Blankenburg giveth … and then gaveth to somebody else. The defender got stuck in a sumo match in the Colorado crease with 7:17 left in the second. That caused enough traffic in front of Wedgewood to obscure the goalie’s eye-line, and Quinn Hughes, Minnesota’s Makar, lasered one from the blue line that beat Wedgie in the top corner. The Wild knotted up a wild one at 4-4.
A defensive corps already missing Josh Manson looked more rusty than rested after 40 minutes. Foligno’s shot was bad enough. Makar’s fellow D-man, Sam Malinsky, took one in the chops in the middle of the tilt, spitting blood all the way back to the home bench.
Center Nazem Kadri (91) of the Colorado Avalanche celebrates scoring on goaltender Jesper Wallstedt (30) of the Minnesota Wild during the third period of Game 1 of the second round of the Stanley Cup Playoffs on Sunday, May 3, 2026, at Ball Arena in Denver. (Photo by Timothy Hurst/The Denver Post)
“But I’ll say, there’s not too many guys this time of year that aren’t playing hurt,” Avs coach Jared Bednar noted. “That’s what makes the playoffs great.

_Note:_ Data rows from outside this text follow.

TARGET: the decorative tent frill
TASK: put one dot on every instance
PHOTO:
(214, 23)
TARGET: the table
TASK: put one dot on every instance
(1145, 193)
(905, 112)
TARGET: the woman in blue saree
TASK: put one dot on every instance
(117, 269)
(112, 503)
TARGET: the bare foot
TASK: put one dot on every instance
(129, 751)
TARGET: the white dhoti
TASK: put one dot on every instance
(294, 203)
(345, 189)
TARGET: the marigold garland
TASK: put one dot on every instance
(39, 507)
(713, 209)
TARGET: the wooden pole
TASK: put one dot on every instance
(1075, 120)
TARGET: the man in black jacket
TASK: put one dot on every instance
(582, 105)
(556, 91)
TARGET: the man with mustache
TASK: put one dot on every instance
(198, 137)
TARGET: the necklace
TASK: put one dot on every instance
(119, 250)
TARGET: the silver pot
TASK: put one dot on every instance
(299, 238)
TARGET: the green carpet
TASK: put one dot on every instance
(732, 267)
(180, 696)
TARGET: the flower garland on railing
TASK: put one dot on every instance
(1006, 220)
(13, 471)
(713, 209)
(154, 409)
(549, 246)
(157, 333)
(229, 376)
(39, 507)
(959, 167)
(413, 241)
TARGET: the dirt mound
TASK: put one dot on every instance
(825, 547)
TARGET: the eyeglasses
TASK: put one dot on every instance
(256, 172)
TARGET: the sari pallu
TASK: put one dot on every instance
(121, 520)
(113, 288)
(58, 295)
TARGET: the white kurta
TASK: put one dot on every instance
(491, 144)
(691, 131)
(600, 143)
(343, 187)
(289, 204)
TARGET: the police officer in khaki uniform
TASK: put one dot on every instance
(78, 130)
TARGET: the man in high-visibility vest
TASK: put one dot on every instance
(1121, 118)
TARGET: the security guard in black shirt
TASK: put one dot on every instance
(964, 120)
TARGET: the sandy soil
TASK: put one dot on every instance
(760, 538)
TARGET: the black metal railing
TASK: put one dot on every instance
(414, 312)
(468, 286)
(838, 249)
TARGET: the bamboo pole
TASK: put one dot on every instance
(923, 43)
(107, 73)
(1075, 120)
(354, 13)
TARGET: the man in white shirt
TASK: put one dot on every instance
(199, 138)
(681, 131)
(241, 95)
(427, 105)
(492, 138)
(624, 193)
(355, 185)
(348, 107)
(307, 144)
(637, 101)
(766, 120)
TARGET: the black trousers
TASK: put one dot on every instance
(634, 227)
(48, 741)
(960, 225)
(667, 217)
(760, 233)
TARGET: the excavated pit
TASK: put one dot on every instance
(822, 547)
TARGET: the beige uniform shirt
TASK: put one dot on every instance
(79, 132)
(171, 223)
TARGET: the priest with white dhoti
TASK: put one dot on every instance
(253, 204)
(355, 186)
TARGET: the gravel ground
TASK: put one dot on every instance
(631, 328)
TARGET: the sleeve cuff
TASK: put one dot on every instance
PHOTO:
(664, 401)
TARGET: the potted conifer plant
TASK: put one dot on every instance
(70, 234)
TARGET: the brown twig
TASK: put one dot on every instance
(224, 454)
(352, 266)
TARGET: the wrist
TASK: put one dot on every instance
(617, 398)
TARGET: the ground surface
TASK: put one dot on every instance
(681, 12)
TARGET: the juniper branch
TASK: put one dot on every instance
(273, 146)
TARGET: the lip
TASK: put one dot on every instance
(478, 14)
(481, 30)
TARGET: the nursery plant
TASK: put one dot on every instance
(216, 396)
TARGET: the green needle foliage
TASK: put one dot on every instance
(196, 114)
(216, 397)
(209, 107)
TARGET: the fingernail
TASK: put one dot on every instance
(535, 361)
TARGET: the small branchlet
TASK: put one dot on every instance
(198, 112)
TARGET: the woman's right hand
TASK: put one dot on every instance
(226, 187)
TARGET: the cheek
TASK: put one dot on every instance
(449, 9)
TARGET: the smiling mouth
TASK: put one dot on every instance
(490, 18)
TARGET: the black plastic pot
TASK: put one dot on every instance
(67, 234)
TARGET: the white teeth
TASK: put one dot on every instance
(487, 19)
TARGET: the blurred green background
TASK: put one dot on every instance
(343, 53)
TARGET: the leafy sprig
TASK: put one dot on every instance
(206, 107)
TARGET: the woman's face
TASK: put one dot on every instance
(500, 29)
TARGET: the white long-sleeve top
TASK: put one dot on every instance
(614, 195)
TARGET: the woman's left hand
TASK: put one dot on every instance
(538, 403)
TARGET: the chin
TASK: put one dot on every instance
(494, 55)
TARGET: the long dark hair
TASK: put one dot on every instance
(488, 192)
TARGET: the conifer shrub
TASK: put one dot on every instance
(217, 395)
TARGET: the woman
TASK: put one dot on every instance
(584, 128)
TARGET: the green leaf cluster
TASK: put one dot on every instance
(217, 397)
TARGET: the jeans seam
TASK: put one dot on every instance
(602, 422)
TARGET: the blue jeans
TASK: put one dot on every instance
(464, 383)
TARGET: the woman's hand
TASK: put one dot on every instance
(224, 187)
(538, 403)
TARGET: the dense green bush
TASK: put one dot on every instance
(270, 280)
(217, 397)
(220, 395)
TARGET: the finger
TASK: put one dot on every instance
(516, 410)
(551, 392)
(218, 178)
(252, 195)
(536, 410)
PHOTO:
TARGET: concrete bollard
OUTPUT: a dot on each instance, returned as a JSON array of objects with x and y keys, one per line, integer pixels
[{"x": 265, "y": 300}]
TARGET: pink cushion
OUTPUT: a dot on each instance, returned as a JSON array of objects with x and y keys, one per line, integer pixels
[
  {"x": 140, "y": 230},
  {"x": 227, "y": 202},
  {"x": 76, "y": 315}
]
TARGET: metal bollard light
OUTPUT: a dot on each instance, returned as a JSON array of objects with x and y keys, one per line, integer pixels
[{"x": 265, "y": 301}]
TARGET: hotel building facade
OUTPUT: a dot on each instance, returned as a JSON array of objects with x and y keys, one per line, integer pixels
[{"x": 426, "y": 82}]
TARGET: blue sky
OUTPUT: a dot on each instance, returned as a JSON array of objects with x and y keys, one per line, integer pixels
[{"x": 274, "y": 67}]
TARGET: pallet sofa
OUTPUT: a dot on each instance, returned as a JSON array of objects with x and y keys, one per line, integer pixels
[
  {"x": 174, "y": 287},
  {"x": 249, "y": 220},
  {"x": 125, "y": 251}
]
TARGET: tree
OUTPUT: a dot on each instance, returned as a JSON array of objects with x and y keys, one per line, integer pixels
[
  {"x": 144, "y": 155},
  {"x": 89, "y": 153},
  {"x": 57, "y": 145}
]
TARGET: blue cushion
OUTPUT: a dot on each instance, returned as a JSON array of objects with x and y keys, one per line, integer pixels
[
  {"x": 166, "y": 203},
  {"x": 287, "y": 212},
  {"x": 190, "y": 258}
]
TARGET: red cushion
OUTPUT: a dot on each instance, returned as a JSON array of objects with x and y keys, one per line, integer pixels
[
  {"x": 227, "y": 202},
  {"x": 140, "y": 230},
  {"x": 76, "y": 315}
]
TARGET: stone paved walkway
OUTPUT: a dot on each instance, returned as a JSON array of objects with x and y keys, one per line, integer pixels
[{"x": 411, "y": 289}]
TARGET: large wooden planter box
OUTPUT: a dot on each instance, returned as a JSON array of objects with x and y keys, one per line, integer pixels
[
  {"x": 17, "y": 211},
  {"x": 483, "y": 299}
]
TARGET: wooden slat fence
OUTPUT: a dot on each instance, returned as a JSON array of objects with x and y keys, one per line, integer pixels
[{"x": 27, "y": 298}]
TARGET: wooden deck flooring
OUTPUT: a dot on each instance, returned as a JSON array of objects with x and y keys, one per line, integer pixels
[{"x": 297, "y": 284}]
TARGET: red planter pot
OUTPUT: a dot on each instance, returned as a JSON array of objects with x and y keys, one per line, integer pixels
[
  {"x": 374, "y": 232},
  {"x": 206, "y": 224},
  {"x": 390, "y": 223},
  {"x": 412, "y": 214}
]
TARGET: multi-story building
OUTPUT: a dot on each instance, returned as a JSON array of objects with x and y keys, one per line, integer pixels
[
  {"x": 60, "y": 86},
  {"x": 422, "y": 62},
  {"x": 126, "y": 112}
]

That what’s expected. It’s not a one-off.”
While Makar was being treated, Malinsky paired with Devon Toews and, in Cale fashion, got the hosts on the board first with authority. The Avs looked as if they might roll from there, scoring twice in 53 seconds.
Colorado’s third goal of the opening stanza was a MacKinnon special off a power-play rush. The Avs’ leading scorer fired at the Minnesota goal, caught his own rebound, stopped, turned left, and slid the puck diagonally to a hard-charging Artturi Lehkonen. The Finnish winger buried the wrister for a 3-0 lead that should’ve buried the Wild.
Only it didn’t.
Once Minnesota began working the puck from behind Wedgewood’s net, the Avs’ injury-riddled defense started to unravel. The Wild turned a corner scrum on the Avs’ side of the ice into a loose puck in front of Wedgie’s crease, and Minnesota’s Marcus Johansson slipped it past the Avs’ flailing netminder to trim the deficit to 3-1.
With 4 minutes left in the first period, Hughes played keepaway behind the Colorado net from a defending Brock Nelson. Hughed backhanded the biscuit to a wide-open Ryan Hartman in the crease, whose point-blank shot trickled under Wedgewood to make it 3-2.
“Yeah, it’s not fun when you kind of tweak something,” Makar said later. “But, again, it happens. You’ve got to be ready for it. So I had to check a couple things out and make sure it was good to go. Yeah, it felt good.”
It only hurts when he laughs. At this time of year, better to do it last.